Other smaller (but still noteworthy) things:

  • With this patch, we shouldn't cache MemoryUses anymore. This is desirable, since they always point to their clobber, so having them in the cache was kind of redundant
  • When running this across LLVM/clang, I didn't notice a major speed difference between this and the old walker. A script tells me it's in the noise, but note that the test wasn't quite scientific (read: time ninja -j$((NCORES * 1.1)))
  • The explicit call caching was removed from the upwards query. If it needs to be there, it can be readded without much effort, but the goal was to keep this patch as simple as I could, while not dropping accuracy.
  • The ClobberWalker::reset() function exists because an idea that's been thrown around is a bulk-update MSSA API (or some kind of thing where we'll do N updates back-to-back). If we don't need to drop the walker's cache of BB -> nearest-optimizable-access, then it shouldn't be terrible to keep it

Finally, note that there were some refactors split out from this, so it's easier to review. If you want to run things locally, you'll need to apply this on top of D21776.

Diff Detail

Event Timeline

george.burgess.iv retitled this revision from to [MemorySSA] Switch to a different walker.
george.burgess.iv updated this object.
george.burgess.iv added a subscriber: llvm-commits.
dberlin edited edge metadata.Jun 27 2016, 6:00 PM
  • The explicit call caching was removed from the upwards query. If it

needs to be there, it can be readded without much effort, but the goal was
to keep this patch as simple as I could, while not dropping accuracy.

Sure. I added this because it makes newgvn faster, but i can make a walker
for newgvn that caches more, it doesn't have to be the default walker :)

  • The ClobberWalker::reset() function exists because an idea that's been

thrown around is a bulk-update MSSA API (or some kind of thing where we'll
do N updates back-to-back). If we don

FWIW, as mentioned on a different thread, you can't make bulk update faster
than "destroy everything" without a bunch of work.

gberry edited edge metadata.Jul 18 2016, 3:00 PM

Is anyone planning on looking at this soon? I can probably spend some time this week looking at it but I assumed @dberlin was planning on looking at it?
FWIW, I have some EarlyCSE & LICM w/ MemorySSA performance measurements that I believe are blocked on this change.

(FYI: rebasing this patch wasn't trivial when I tried to do so earlier today; I'll get out an updated version that applies cleanly to trunk in a bit.)

dberlin accepted this revision.Jul 18 2016, 3:41 PM
dberlin edited edge metadata.

Fix up the comments and LGTM

lib/Transforms/Utils/MemorySSA.cpp
198

This seems like a really expensive assert, no?

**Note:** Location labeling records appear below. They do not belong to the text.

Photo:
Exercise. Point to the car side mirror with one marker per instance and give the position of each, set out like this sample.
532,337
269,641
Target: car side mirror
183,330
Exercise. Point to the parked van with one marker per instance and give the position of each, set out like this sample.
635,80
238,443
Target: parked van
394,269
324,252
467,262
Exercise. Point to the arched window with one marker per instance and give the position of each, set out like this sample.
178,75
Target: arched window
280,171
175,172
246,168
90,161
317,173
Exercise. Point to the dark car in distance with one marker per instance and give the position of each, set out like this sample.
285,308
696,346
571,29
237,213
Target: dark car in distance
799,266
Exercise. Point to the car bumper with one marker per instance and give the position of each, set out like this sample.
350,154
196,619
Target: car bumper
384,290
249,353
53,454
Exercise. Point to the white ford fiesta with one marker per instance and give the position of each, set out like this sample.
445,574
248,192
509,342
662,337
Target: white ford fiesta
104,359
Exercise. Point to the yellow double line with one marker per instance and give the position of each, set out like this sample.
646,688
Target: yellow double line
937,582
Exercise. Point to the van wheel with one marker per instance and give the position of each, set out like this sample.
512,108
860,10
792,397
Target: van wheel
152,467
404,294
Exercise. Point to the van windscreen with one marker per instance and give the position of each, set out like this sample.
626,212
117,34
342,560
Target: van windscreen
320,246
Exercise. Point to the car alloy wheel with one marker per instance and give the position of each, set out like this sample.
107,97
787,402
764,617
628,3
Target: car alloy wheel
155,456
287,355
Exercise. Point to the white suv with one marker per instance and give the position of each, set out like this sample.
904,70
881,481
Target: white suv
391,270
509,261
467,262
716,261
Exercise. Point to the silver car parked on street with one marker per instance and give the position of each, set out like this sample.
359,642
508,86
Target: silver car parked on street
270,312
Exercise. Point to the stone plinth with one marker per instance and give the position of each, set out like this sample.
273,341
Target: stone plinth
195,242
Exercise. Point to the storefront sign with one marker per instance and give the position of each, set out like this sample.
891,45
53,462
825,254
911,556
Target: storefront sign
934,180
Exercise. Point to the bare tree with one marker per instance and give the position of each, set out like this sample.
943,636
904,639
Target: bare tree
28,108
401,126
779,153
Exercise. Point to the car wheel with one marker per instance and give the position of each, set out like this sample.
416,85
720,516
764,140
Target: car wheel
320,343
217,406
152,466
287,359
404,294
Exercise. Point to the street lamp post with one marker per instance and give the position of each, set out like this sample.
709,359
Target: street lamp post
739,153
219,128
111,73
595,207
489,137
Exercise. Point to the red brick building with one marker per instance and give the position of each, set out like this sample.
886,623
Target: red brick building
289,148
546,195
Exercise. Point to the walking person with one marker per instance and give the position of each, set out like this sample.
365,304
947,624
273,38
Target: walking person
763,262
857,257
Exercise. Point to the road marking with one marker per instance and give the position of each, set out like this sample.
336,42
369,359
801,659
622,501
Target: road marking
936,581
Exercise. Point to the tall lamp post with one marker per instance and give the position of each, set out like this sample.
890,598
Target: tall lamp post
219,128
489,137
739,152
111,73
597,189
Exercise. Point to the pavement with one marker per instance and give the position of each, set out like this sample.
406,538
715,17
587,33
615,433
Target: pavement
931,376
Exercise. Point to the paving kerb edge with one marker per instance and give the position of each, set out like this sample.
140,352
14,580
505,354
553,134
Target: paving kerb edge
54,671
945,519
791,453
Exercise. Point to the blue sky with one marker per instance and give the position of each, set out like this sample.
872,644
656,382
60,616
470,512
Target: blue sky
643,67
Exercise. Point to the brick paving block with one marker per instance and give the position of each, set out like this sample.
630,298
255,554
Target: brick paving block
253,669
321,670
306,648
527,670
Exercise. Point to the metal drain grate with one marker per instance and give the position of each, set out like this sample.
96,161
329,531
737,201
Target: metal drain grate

(maybe it should be in XDEBUG or whatever expensive checking is these days)

206

Please document what the parameters are supposed to be ;)

212

Nit: Move this right before the while loop start.

220

A comment on what, precisely, this is doing, would be helpful.

222

Why? (don't answer, just document :P)

229

Why not |= instead of HadDefinitiveClobber = HadDefinitiveClobber || :)

351

This is probably better named WalkTargetCache :)

357

I assume this is not expensive in practice, because otherwise, you can just track it when we build memoryssa, and always have an answer to "lastnonuse for a block".

(even under updates, it's trivial to update in O(1))

Right now this looks N^2 since the dom tree above us could contain every block, and it could be all loads and then one store at the top.

1626

remove the heh :)

This revision is now accepted and ready to land.Jul 18 2016, 3:41 PM
george.burgess.iv marked 9 inline comments as done.Jul 18 2016, 6:36 PM
george.burgess.iv added inline comments.
lib/Transforms/Utils/MemorySSA.cpp
198

Good point

229

I think |= wouldn't let us short-circuit, and given that instructionClobbersQuery isn't completely trivial, I think short-circuiting may be beneficial here. :)

If I'm wrong, I'm happy to swap to |= in a followup commit.

357

otherwise, you can just track it when we build memoryssa, and always have an answer to "lastnonuse for a block".

Given that I ended up un-killing findDominatingDef, (and that this basically does the same job as findDominatingDef AFAICT), it may be a good idea to swap to that in the future, yeah. Will add a FIXME. :)

Right now this looks N^2 since the dom tree above us could contain every block, and it could be all loads and then one store at the top.

FWIW, Because we have caching (PhiTargetCache), it's linear-time worst-case when we're initially optimizing uses. We kill that cache when updates happen, though, because it relies on the domtree/set of MemoryDefs not changing, so it may be n^2 there.

1626

Oops :)

This revision was automatically updated to reflect the committed changes.